Caregiving and adjustment (Table 4; adjusted):
- Full sample: 3–5 caregiving days/week associated with lower GPA (β = -0.63, SE = 0.20, p<0.01). Other caregiving intensity variables not significantly associated with depression/anxiety.
- Elderly/ill caregivers: 3–5 days/week associated with lower GPA (β = -0.71, SE = 0.34, p<0.05). More hours/day associated with higher depression (β = 0.07, SE = 0.03, p<0.05) and higher anxiety (β = 0.07, SE = 0.03, p<0.01).
- Minor caregivers: Caregiving intensity not significantly associated with depression, anxiety, or GPA (all p>0.05).
Discussion
The study demonstrates that a measurable minority of university students provide caregiving, with distinct patterns by care recipient type. Caregivers are disproportionately graduate, part-time, and low-SES students; women are more likely to care for elderly/ill individuals. Caregiving for elderly/ill persons—particularly at moderate weekly frequency (3–5 days/week) and higher daily hours—is associated with lower academic performance and greater symptoms of depression and anxiety, even after accounting for demographic and enrollment differences. In contrast, caregiving for minors showed no significant associations with academic or emotional outcomes, suggesting differential strain by caregiving context and task demands. These findings address the study’s aims by establishing prevalence, identifying demographic disparities, and documenting specific academic and emotional risks tied to elderly/ill caregiving. The results underscore the need for universities to identify caregiving students (e.g., via routine surveys) and to design supports (flexible scheduling, academic accommodations, mental health services, financial aid considerations) to mitigate risk. Interpretation should consider the COVID-19 context, which may have elevated stress and possibly led to underreporting among caregivers, indicating the importance of follow-up research in post-pandemic conditions.
Conclusion
This study provides one of the first university-wide estimates of caregiving among US students, showing that approximately 6% provide care, with clear demographic disparities. Importantly, caregiving for elderly/ill individuals is linked to elevated emotional distress and lower GPA, identifying a subgroup at heightened academic and mental health risk. Key contributions include demonstrating the feasibility of identifying caregivers via campus surveys and clarifying how caregiving type and intensity relate to student outcomes. Future work should: conduct longitudinal and quasi-experimental studies to assess causal impacts; replicate in more diverse institutions and larger samples of minor caregivers; examine moderators (e.g., SES, resources, living arrangements); assess impacts on retention and time-to-degree; and extend research beyond university populations and across international contexts.
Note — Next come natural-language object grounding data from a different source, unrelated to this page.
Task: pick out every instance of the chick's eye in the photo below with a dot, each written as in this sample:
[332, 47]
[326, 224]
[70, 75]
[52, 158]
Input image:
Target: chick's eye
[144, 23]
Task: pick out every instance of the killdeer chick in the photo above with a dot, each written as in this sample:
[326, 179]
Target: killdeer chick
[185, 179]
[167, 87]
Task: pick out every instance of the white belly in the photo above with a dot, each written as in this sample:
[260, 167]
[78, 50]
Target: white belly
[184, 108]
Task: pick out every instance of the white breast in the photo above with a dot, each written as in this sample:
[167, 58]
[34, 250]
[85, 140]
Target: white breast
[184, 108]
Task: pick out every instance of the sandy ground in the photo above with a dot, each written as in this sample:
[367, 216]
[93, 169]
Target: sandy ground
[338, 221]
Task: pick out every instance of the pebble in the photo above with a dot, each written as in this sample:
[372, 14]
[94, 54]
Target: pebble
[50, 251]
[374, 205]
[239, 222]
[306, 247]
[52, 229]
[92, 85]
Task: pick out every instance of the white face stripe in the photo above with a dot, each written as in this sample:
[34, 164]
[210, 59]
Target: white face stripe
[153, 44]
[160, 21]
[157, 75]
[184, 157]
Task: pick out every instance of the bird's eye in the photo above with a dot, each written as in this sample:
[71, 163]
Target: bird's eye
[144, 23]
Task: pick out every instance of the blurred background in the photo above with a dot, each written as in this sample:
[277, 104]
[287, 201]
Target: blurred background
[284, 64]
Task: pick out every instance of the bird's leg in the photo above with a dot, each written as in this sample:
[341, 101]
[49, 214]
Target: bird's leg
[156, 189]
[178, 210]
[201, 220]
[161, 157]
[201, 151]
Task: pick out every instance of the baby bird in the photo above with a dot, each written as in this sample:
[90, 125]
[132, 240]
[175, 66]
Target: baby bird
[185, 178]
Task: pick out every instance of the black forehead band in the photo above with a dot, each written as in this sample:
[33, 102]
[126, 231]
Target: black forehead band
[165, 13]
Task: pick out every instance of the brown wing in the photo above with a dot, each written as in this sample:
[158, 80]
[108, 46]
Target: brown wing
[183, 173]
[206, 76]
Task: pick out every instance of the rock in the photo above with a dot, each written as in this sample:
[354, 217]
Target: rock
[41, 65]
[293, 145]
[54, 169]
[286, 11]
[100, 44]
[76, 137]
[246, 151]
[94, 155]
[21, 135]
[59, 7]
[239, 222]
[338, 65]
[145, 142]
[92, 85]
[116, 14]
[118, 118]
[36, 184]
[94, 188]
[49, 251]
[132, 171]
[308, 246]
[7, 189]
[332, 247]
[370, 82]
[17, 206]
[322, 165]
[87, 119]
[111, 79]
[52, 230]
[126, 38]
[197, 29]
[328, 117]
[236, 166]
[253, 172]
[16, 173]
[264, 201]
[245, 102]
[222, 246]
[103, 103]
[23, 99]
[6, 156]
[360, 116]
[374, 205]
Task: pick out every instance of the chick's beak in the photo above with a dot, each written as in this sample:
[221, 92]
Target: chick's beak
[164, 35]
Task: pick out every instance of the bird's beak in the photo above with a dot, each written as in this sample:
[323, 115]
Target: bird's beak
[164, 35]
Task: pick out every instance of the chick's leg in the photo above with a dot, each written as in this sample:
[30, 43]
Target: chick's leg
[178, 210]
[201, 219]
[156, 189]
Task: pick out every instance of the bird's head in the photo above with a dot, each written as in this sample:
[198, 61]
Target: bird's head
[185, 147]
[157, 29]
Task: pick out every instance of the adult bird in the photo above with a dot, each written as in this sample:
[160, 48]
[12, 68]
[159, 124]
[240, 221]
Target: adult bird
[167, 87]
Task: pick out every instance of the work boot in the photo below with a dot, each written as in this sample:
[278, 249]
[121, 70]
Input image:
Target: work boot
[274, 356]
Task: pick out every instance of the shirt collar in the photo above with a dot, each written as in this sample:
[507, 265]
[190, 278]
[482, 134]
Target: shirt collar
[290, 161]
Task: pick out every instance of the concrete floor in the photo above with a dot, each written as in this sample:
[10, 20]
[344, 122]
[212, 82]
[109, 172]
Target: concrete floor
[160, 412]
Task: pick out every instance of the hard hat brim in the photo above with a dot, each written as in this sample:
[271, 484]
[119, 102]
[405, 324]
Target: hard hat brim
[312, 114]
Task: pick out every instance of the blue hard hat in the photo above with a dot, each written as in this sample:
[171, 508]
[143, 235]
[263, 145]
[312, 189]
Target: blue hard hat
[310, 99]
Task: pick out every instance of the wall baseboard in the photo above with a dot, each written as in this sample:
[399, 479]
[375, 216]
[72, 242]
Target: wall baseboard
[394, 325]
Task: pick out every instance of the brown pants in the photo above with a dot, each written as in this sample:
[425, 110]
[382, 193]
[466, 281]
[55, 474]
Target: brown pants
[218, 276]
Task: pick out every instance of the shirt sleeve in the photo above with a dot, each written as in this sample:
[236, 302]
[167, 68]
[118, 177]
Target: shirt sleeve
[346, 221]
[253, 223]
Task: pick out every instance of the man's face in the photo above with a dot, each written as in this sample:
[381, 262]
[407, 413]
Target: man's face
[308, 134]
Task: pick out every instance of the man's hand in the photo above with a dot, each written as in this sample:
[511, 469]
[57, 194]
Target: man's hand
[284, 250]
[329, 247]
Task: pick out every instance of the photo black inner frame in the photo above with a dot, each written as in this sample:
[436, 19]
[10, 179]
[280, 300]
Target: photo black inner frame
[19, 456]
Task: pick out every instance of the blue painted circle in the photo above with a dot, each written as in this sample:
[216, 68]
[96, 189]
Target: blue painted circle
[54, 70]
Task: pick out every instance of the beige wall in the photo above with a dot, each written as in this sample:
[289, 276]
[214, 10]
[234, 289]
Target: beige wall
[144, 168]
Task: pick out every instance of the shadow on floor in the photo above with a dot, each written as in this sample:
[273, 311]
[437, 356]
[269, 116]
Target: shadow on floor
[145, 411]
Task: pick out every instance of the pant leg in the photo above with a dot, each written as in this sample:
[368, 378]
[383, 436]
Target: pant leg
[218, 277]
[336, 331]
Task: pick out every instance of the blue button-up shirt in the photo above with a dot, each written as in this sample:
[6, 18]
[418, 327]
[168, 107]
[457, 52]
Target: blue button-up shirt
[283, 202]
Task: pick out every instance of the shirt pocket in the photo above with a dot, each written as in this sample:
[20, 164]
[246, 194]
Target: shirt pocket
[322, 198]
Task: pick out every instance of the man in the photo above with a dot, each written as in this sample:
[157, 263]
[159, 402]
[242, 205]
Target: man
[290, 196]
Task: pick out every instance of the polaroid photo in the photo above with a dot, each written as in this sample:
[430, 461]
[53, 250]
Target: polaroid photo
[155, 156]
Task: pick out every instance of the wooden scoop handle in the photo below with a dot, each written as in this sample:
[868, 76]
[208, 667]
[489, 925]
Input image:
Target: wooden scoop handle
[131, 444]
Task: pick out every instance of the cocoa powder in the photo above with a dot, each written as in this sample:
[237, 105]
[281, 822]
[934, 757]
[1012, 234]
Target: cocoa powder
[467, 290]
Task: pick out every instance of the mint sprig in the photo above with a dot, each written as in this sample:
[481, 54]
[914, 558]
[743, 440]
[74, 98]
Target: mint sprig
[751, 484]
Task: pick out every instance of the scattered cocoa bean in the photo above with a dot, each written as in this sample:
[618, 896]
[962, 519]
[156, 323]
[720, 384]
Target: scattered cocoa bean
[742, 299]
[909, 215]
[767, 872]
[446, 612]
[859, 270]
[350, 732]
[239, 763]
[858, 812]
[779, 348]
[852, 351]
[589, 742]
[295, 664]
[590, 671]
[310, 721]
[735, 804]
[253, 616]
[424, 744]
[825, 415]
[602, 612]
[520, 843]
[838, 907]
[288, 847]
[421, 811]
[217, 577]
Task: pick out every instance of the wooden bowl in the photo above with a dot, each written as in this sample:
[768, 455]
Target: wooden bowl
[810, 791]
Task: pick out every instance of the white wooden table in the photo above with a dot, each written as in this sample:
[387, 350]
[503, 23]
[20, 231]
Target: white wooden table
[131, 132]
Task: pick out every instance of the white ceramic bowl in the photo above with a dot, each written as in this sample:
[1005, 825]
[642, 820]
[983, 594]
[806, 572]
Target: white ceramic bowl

Institutions should incorporate caregiving measures into student assessments and implement targeted supports to reduce disparities and promote academic success for caregiving students.
Limitations
The study is cross-sectional and correlational, limiting causal inference. GPA was missing for many first-year students, and the subgroup of minor caregivers with GPA data was small, reducing power to detect associations. Findings come from a single university and may not generalize to more diverse settings; additional racial/ethnic differences could emerge elsewhere. The timing during the COVID-19 pandemic may have influenced both caregiving demands and mental health, and time pressures may have led to underreporting. Future research should use longitudinal or quasi-experimental designs, larger and more diverse samples, test moderators, examine institutional outcomes such as attrition, and include non-university young adults and international/LMIC contexts.